すでに幽冥境を異にした、この世にいない女性や、はるかに遠ざかって消息の知れない女性の幻想にからめとられているだけでもなさそうだ。つまりは魂の漂泊か。
「それで、どちらまで行きますか?」
イゴールがふいにそういったので、すこしばかりまごついた。すっかり漂泊の気分になっていたからだ。
「ブルノの町を歩いてみたいんです。目的といえるほどのものはないのですが」
「それはいいですね。そういうときにこそ、探し物がみつかるものです」
イゴールはなにか感じているふうな物言いだった。すこしまえにイルゼビル・メ―リアンに話したようなことはなにも知らぬはずなのに。
「ブルノは通り道だし、いそいでもいませんから、市内の適当なところまで送ります」
ありがたい申し出だった。都市をはなれたのでは、宿をさがすのも厄介だとおもっていたところだった。まさかペトラの遺骨とともに彼女の故郷を訪問するのもおかしなことだ。過去の経緯があったのであれば、イゴールとてひっそりとペトラ叔母さんを連れてもどりたいはずだ。
「観光客むきでない宿を紹介しますよ。町を歩くのにも便利な場所です。郊外に足をのばすならバスがいいです」
さすがにライブツィヒに留学していただけあって、イゴールはドイツ語で丁寧に教えてくれた。わたしも、ドイツ語のほうが饒舌になっていくようで、チェコ人はドイツ語やロシア語がかなりできても、好んでは使いたがらぬことをすっかり忘れてしまっていた。気がついて、申し訳ないというと、イゴールは笑った。

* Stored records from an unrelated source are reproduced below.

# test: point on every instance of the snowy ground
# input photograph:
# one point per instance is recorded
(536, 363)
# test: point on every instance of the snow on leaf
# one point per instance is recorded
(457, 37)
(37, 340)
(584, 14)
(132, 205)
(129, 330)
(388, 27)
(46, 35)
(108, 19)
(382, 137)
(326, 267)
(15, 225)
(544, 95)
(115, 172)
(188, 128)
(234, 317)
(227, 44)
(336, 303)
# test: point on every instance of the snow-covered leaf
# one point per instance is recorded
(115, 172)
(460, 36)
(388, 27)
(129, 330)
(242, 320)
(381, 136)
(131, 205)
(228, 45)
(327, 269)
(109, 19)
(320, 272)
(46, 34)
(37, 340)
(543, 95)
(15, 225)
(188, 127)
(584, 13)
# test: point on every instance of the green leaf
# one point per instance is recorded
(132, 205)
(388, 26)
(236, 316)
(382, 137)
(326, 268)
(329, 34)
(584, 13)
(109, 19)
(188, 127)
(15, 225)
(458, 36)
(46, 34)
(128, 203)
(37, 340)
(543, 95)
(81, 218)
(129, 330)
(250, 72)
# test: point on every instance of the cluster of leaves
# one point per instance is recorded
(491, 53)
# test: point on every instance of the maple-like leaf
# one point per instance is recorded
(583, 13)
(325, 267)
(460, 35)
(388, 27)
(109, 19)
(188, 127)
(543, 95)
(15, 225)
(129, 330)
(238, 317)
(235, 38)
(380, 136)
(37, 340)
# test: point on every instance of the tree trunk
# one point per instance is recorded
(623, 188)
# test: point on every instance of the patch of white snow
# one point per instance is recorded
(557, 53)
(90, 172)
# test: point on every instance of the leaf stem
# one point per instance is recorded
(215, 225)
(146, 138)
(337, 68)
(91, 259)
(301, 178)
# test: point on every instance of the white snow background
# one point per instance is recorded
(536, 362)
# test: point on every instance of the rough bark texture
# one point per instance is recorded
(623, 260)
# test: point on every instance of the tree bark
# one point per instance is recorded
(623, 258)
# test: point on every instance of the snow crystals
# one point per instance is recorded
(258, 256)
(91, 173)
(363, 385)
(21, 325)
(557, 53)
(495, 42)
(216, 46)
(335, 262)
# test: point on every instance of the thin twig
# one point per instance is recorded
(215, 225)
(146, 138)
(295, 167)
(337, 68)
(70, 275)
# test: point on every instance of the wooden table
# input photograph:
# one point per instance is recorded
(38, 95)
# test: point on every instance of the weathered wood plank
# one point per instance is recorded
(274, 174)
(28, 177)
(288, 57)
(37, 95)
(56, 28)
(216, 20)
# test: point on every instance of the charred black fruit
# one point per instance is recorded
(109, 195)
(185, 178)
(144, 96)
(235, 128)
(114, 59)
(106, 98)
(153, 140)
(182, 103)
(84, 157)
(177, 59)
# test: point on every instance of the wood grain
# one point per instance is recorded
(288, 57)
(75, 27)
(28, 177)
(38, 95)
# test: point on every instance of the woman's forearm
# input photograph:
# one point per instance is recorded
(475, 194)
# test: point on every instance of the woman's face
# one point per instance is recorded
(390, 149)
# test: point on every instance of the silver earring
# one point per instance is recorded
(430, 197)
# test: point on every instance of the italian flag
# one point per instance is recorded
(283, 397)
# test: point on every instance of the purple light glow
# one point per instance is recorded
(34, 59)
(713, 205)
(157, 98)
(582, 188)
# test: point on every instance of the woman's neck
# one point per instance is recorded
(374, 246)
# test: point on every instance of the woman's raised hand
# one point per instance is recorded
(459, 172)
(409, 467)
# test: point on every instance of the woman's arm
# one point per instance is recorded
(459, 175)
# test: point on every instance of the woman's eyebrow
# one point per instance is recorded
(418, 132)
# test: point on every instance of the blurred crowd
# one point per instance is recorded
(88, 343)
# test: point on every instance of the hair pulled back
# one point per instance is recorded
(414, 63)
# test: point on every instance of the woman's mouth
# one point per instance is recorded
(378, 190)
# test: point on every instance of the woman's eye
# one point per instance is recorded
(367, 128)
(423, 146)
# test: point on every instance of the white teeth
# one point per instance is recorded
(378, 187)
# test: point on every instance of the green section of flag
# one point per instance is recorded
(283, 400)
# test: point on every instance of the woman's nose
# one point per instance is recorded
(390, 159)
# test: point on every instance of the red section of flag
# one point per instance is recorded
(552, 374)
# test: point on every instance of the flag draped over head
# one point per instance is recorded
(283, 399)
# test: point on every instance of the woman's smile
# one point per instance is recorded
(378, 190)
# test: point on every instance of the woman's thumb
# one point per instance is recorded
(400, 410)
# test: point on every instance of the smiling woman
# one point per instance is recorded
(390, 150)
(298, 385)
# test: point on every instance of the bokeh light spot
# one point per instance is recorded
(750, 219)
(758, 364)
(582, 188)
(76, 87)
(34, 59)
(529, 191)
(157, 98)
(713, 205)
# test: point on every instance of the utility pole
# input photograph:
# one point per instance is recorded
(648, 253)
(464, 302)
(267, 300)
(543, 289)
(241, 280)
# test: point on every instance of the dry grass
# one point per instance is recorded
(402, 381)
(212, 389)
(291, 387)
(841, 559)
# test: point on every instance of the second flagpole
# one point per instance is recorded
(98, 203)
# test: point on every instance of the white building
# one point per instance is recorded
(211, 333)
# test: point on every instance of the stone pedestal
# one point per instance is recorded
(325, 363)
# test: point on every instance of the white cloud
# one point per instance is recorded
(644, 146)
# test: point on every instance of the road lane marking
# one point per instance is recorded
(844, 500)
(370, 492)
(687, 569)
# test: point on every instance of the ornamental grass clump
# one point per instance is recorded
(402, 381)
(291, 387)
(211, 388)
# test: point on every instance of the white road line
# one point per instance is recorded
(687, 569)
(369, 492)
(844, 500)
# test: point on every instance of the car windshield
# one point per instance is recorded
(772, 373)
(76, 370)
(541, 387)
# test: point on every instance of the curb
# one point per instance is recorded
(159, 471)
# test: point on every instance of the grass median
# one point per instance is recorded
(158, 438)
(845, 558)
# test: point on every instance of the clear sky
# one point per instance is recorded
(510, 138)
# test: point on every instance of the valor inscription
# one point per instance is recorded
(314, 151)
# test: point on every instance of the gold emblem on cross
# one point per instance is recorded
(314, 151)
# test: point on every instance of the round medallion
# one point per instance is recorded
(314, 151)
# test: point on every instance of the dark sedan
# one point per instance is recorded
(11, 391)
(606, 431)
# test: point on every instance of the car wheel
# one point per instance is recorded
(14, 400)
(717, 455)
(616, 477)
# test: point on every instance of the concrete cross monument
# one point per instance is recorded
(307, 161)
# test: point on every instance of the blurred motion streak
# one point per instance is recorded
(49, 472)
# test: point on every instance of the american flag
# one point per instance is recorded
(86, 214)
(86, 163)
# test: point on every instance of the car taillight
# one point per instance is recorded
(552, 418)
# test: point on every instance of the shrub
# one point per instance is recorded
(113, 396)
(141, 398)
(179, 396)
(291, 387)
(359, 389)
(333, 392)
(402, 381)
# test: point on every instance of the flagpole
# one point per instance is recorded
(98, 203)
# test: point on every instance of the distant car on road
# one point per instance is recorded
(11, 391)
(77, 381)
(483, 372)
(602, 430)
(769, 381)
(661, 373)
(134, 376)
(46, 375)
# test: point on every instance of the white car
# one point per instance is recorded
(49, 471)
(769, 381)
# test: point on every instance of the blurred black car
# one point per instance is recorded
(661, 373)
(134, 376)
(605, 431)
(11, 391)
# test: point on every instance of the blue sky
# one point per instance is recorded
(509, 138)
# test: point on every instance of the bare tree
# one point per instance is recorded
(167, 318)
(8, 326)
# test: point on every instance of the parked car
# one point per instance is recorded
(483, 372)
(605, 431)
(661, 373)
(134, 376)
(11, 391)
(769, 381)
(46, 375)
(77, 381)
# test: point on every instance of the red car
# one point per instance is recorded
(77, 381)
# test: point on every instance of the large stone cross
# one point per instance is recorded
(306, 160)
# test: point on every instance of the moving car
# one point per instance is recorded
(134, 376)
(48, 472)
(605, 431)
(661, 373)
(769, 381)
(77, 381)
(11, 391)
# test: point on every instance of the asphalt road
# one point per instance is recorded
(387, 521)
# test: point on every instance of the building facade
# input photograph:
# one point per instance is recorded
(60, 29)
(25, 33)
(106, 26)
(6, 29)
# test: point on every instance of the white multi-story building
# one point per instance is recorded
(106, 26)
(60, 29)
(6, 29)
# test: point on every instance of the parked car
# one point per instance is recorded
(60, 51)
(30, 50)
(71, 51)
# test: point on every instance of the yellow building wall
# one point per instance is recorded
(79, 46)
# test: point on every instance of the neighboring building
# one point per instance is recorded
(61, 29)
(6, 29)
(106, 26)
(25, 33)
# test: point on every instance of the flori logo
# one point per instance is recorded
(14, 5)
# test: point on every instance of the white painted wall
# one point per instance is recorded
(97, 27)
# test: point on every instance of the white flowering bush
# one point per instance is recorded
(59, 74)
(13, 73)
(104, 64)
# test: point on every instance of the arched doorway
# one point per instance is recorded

「年配の人たちはドイツ嫌いでしたが、わたしたちの世代はロシア嫌いが多いですね。どのみち、この国はヨーロッパの大国の通り道だったのですよ。カレル四世だって、プラハで生まれたけれど、ルクセンブル家の人間ですからね。カレル、カール、シャルル、だんだんお里が知れてきますよね」
イゴールは、自分のことをモラビア人だといった。